Speaking of the recent 3D visualization of the Mandelbrot set, here’s a really cool zoom-in on the plain, boring ol’ 2D version (maybe you can put on your Avatar glasses and see the 3D version). At the least, you should break out your bong, Doritos, Pink Floyd, and set up the laser light show, because this thing is seriously trippy.

As a reminder, the Mandelbrot set is an infinitely detailed curve surrounding the region defined by those points which, when iterated through a simple equation (z_n+1 = z_n² + c) remain bounded (the black region); and where the colors in the outside region are determined by the speed at which those points escape to infinity. And when they say that the boundary of this sucker is infinitely long and infinitely complex, they ain’t kidding – this video zooms into an almost indescribably small region. I don’t know that this is the deepest penetration into the Mandelbrot set (probably not), but the scale is so mind-bogglingly huge that it’s impossible to mentally visualize: This quick voyage claims to cover 214 orders of magnitude. Now the ratio of the diameter of a proton to the diameter of the universe is 10⁴². Thus, if you blew a proton up to the size of the universe, and then blew a proton in that structure up to the size of the universe again, you’d have to do this five times to observe a level of detail similar to what is reached in this video. (I don’t know how they programmed this thing to hold numbers of this precision, but I’m impressed.) And at this level of depth, we can see that it is clearly just as complex as it was way back at the beginning.

People get hung up on fractals: How can a 2D curve be infinite in length, yet contained within a finite area? I think this video gives something of a glimpse of how that can be.

I can begin to see why gazing so long into infinity can be so addictive; why people calculate pi out to trillions of digits (as in the last chapter of Contact): by around eight or nine minutes into the video, the radial eightfold symmetry of the journey takes on a particularly mesmerizing quality . . . or maybe I just need to wash out my bong.
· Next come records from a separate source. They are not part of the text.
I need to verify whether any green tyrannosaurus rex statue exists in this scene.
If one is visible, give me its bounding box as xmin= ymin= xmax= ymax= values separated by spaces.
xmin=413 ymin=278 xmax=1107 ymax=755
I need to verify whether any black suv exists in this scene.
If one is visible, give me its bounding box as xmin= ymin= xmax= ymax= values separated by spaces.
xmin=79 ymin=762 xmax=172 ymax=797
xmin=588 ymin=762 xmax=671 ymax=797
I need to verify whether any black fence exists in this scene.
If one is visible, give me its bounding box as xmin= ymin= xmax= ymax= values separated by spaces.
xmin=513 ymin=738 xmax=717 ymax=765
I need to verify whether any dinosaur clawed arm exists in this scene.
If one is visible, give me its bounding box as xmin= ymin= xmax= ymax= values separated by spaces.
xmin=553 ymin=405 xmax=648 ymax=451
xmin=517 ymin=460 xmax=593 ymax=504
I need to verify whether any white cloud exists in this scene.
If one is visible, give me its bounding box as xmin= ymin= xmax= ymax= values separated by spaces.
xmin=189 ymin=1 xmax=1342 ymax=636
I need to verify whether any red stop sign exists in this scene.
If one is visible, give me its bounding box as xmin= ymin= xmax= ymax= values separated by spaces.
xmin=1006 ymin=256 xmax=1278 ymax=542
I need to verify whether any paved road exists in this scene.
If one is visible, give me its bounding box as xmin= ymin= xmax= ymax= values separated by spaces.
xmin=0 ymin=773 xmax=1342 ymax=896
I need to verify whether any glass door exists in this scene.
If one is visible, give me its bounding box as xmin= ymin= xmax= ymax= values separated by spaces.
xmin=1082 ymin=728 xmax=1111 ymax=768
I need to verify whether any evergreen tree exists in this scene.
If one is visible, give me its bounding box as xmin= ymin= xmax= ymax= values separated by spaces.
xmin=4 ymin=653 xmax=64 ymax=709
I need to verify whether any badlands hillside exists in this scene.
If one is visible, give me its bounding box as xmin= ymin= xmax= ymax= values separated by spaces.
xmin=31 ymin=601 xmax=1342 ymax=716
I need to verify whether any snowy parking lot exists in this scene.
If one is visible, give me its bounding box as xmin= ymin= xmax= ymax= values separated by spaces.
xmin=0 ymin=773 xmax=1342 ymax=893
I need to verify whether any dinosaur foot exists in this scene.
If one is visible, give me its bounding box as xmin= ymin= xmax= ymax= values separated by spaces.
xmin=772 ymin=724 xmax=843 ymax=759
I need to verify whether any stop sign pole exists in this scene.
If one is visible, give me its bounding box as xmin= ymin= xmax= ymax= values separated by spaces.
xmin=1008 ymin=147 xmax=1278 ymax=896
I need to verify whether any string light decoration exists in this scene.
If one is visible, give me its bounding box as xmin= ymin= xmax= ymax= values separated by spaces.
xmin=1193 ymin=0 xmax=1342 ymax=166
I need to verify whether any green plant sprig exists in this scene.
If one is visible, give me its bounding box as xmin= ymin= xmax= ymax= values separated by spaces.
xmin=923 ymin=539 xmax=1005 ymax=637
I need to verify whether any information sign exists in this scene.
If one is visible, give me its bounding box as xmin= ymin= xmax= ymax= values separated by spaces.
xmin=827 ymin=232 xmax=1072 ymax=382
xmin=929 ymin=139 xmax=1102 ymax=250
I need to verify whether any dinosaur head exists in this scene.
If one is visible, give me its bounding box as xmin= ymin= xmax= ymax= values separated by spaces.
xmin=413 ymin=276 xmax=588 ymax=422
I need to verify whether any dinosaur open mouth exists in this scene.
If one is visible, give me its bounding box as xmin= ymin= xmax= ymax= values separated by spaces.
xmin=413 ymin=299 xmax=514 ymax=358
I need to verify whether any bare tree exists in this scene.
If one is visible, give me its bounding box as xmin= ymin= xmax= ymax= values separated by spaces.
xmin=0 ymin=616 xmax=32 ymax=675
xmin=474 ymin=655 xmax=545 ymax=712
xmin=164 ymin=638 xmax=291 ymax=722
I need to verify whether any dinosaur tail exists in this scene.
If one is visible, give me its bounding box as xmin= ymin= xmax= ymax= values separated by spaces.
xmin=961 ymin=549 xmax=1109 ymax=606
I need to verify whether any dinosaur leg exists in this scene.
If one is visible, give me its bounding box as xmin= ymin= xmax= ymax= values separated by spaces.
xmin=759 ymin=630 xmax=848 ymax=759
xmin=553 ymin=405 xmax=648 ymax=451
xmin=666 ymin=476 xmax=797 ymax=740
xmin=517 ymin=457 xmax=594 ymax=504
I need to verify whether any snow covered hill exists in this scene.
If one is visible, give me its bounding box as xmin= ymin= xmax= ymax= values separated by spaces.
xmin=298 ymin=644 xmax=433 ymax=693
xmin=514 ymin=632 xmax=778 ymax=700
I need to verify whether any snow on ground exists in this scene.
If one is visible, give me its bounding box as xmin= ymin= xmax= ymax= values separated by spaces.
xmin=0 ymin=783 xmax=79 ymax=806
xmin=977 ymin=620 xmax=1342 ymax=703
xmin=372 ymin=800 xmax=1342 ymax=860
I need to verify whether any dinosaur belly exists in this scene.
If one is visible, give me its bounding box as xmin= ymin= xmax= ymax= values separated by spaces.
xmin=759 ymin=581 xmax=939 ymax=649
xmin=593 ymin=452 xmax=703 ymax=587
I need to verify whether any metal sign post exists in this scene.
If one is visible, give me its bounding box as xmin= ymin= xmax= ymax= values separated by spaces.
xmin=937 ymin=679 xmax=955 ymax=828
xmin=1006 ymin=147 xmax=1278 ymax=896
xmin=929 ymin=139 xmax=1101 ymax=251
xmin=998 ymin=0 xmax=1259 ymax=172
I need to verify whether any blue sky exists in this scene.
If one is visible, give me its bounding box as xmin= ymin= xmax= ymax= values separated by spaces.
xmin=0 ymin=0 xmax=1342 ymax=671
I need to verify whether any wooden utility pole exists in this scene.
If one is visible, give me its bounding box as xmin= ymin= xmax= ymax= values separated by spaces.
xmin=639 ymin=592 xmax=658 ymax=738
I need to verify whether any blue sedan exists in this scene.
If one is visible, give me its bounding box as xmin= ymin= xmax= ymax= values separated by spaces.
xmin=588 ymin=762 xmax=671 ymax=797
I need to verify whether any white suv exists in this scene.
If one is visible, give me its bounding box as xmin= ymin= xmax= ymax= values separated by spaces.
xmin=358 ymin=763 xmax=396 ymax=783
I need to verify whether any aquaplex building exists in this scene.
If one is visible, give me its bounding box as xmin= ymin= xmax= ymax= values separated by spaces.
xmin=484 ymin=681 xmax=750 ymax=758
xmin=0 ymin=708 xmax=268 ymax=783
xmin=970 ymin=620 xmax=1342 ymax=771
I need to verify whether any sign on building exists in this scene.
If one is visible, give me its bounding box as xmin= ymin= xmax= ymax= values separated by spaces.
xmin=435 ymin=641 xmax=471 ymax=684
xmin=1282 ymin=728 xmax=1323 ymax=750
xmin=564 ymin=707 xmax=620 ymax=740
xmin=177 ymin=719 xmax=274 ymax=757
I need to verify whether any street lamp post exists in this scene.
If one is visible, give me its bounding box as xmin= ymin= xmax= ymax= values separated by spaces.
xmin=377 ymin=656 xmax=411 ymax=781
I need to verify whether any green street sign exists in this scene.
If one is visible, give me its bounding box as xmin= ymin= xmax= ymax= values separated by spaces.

The Mandelbrot set is a famous and beautiful fractal that has been known for more than 30 years – anyone who went to college, can identify a Deadhead by smell, or ever owned a black light has probably seen a picture of one, or had a poster on their freshman dorm wall.

But apparently the 3D version has been elusive for decades.

The Mandelbrot set is really just a very crinkly (technical word) boundary on the complex plane between points which satisfy a set of equations (the interior) and points which don’t (the exterior, stretching to infinity). Being a fractal, this boundary is infinitely long (though bounding a finite area), infinitely complex, and infinitely self-similar (though never exactly repeating). The psychedelic coloration usually associated with its dorm posters are generally derived from the speed at which the values of each point diverge from the stable solution required to be within the set.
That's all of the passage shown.